A. has spent more time in the kitchen this weekend than he has in the past five years. He was determined to do all the processing of
the buck himself. Except for the substantial dishes associated with butchering* that I took care of, he did do it all. All the skinning, all the quartering, all the boning out, and all the trimming.
SO MUCH TRIMMING.
He trimmed and trimmed and trimmed, standing at the counter in the kitchen almost all of yesterday afternoon. In the end, he stuffed about ten quart-size freezer bags full of stew meat and stowed it away in the upstairs freezer.
He also even more carefully trimmed and then tediously threaded on toothpicks many pieces of meat to put in the smoker to make jerky and, eventually,
pemmican.
But he wasn't done yet. There was still a big stock pot full of meat in the refrigerator awaiting trimming and cutting up today. Perhaps out of boredom, perhaps because I had made a passing reference to possibly maybe if I feel like it attempting sausage, he decided to make sausage.
By hand.
So he trimmed some more, and then he started chopping with the cleaver.
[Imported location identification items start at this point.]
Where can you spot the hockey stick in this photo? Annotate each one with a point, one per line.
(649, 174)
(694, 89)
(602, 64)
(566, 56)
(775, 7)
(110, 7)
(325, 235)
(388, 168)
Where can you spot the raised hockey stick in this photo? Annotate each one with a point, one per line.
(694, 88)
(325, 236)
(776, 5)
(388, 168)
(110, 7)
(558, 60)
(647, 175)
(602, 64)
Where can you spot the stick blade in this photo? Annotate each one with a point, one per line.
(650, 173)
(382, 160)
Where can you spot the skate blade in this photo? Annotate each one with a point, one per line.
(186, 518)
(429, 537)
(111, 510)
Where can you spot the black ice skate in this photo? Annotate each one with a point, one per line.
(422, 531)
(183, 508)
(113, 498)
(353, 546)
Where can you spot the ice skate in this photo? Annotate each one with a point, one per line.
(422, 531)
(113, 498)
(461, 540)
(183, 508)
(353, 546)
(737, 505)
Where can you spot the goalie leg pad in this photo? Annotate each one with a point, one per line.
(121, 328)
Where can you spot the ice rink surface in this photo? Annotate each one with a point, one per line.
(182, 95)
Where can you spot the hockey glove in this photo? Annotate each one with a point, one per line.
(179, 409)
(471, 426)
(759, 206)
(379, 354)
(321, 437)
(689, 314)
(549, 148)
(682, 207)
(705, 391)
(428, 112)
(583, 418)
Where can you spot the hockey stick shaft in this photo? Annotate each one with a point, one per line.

The steady thumping of the cleaver rang out from the kitchen for a good half hour as he methodically chopped his way through five and a half pounds of venison. And then another pound and a half of lard.
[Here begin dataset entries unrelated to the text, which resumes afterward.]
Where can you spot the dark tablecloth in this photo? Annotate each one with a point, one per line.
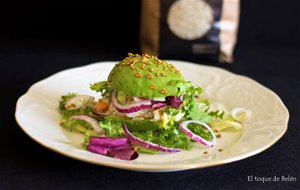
(25, 164)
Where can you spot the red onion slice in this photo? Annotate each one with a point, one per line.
(108, 141)
(94, 123)
(114, 147)
(78, 101)
(184, 128)
(130, 108)
(146, 144)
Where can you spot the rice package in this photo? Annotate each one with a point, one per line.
(197, 29)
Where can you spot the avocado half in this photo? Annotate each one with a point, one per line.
(145, 76)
I had suggested we could use the food processor, but he said he didn't want to mess around with it.
We had to use it in the end after all, however, because the lard wasn't cold enough and was just kind of clumping together. So we whirled it all around in the food processor until the fat was well-incorporated into the meat.
Then the seasonings. I helped with this part, finding
a recipe online for a Spanish-style sausage and then bastardizing it by substituting garlic powder for green onions, some smoked paprika for the all sweet, and a lot less salt and rosemary than called for.
(Less rosemary because I don't like it as a main flavoring, and less salt because every single recipe I have ever tried for cured or salted meat is WAAAAY too salty. Seriously. We no longer rely on salt as a preservative, thanks to the miracles of refrigeration, so there's no need to overdo it.)
We mixed it all together and then fried a test patty (no casings, so no links).
I tasted it. "Tastes like chorizo," I said.
A. tasted it. "Yeah," he said with a big grin. "It does taste like chorizo. I can't believe we accidentally made venison chorizo!"
A. loves chorizo. Really loves it. So this accidental chorizo was just about the best outcome he could have hoped for.
We froze the patties individually on parchment paper to be stored in freezer bags later. And now all that's left of the buck are some really appetizing scraps for the dogs . . .
This doesn't look appetizing to you? Well, you're obviously not a dog.
And the antlers . . .
One for each boy. Well, each boy big enough to appreciate them, anyway.
An antler fight was just inevitable.
A round of applause and three cheers for A., who took that deer from field to freezer all by himself. I didn't miss doing all that trimming one bit.
* Think small bits of flesh on pots and pans, knives and cleavers, cutting boards, counters, floors . . . flesh everywhere. Totally gross. And surprisingly adhesive.